For example, evidence that would likely support indications 1-3 would be from a clinical study that is:
- double blinded;
- randomised;
- placebo controlled; and
- sufficiently powered;
demonstrating that normal blood glucose levels (fasting 3-5.4 mmol/L and/or random 3-7.7 mmol/L) were maintained or controlled in healthy individuals when compared with placebo.
The Evidence Guidelines outlines the requirements for scientific indications such as those listed above.
What evidence is unlikely to sufficiently support these indications?
If the evidence does not quantifiably show how normal healthy blood glucose (fasting 3-5.4 mmol/L and/or random 3-7.7 mmol/L) is maintained or controlled in a healthy human population, then the evidence is unlikely to support indications 1-3.

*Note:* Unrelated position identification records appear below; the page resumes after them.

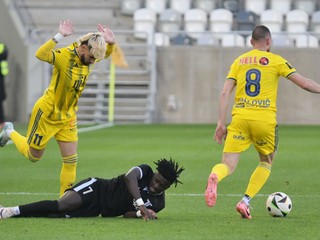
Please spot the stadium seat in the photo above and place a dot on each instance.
(297, 21)
(315, 21)
(282, 41)
(170, 22)
(195, 22)
(272, 19)
(130, 6)
(206, 39)
(245, 20)
(306, 41)
(161, 39)
(231, 5)
(206, 5)
(256, 6)
(181, 39)
(156, 5)
(232, 40)
(221, 20)
(283, 6)
(144, 23)
(306, 5)
(180, 5)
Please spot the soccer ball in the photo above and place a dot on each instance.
(278, 204)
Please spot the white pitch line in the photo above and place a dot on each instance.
(168, 194)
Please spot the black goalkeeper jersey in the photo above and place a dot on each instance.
(115, 198)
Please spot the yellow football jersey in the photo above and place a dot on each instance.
(256, 74)
(69, 77)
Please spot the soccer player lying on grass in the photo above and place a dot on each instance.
(138, 193)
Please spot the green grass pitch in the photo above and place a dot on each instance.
(112, 151)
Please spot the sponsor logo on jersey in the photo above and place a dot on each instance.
(264, 61)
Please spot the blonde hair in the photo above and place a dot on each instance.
(96, 44)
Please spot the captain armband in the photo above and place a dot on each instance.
(138, 213)
(139, 202)
(57, 38)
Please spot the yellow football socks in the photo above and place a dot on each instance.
(221, 170)
(258, 179)
(21, 143)
(68, 172)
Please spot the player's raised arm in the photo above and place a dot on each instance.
(44, 52)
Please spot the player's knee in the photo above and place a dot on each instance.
(33, 158)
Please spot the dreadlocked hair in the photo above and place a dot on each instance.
(170, 170)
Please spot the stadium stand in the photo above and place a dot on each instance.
(308, 6)
(130, 6)
(221, 20)
(273, 19)
(297, 21)
(161, 39)
(144, 23)
(170, 22)
(245, 21)
(206, 5)
(283, 6)
(232, 5)
(180, 5)
(195, 22)
(256, 6)
(156, 5)
(166, 29)
(315, 21)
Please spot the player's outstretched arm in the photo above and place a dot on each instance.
(131, 179)
(66, 27)
(107, 34)
(305, 83)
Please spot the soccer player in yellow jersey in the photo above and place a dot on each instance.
(255, 76)
(54, 114)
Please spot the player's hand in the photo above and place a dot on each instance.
(107, 34)
(66, 27)
(147, 214)
(220, 133)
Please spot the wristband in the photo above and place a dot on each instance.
(138, 213)
(139, 202)
(58, 37)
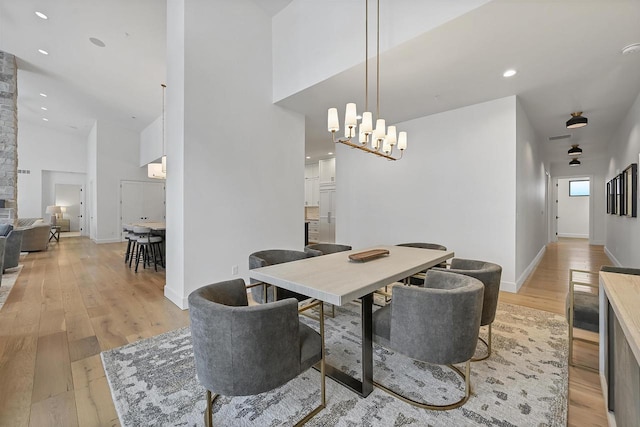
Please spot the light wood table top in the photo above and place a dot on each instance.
(337, 280)
(155, 226)
(623, 292)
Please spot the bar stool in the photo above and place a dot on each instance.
(131, 242)
(149, 247)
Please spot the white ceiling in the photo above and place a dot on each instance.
(567, 54)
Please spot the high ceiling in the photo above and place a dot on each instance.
(567, 53)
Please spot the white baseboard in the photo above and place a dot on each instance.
(171, 295)
(515, 287)
(612, 258)
(509, 287)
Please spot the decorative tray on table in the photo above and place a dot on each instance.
(368, 255)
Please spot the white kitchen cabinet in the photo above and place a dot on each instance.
(314, 234)
(327, 171)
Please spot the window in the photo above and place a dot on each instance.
(578, 188)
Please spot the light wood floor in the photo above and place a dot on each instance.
(78, 299)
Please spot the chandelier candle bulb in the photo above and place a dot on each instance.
(402, 141)
(380, 129)
(386, 146)
(363, 136)
(350, 115)
(367, 123)
(391, 136)
(332, 120)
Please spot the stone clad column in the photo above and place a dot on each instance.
(8, 137)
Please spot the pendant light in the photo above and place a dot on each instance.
(164, 154)
(382, 139)
(577, 121)
(574, 150)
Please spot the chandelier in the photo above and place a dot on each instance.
(382, 139)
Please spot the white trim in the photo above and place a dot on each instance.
(573, 236)
(111, 240)
(612, 258)
(515, 287)
(182, 303)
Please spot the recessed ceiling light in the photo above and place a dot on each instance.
(632, 48)
(97, 42)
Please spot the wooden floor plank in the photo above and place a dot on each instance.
(57, 378)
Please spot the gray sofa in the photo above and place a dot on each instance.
(13, 245)
(35, 234)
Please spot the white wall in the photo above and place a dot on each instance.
(243, 157)
(314, 40)
(92, 176)
(151, 149)
(456, 186)
(117, 160)
(531, 215)
(596, 169)
(573, 212)
(43, 149)
(623, 234)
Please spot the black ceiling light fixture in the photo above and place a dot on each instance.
(574, 150)
(577, 121)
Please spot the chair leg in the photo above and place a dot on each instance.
(208, 414)
(467, 392)
(323, 400)
(487, 343)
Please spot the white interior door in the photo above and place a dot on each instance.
(69, 196)
(327, 218)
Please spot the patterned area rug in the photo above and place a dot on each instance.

In the absence of sufficient primary evidence, secondary sources of evidence, for example those from:
- reference texts;
- websites;
- databases;
- monographs; and
- descriptive studies;
are unlikely to support indications 1-3. Secondary sources of evidence primarily deal with providing an overview of published literature without undertaking a critical analysis. Whilst they do include references to clinical studies, it is not always clear how the literature quoted was chosen or if the assertions or quotes represent the balance of scientific literature. For this reason, they can only provide additional support to primary sources of evidence.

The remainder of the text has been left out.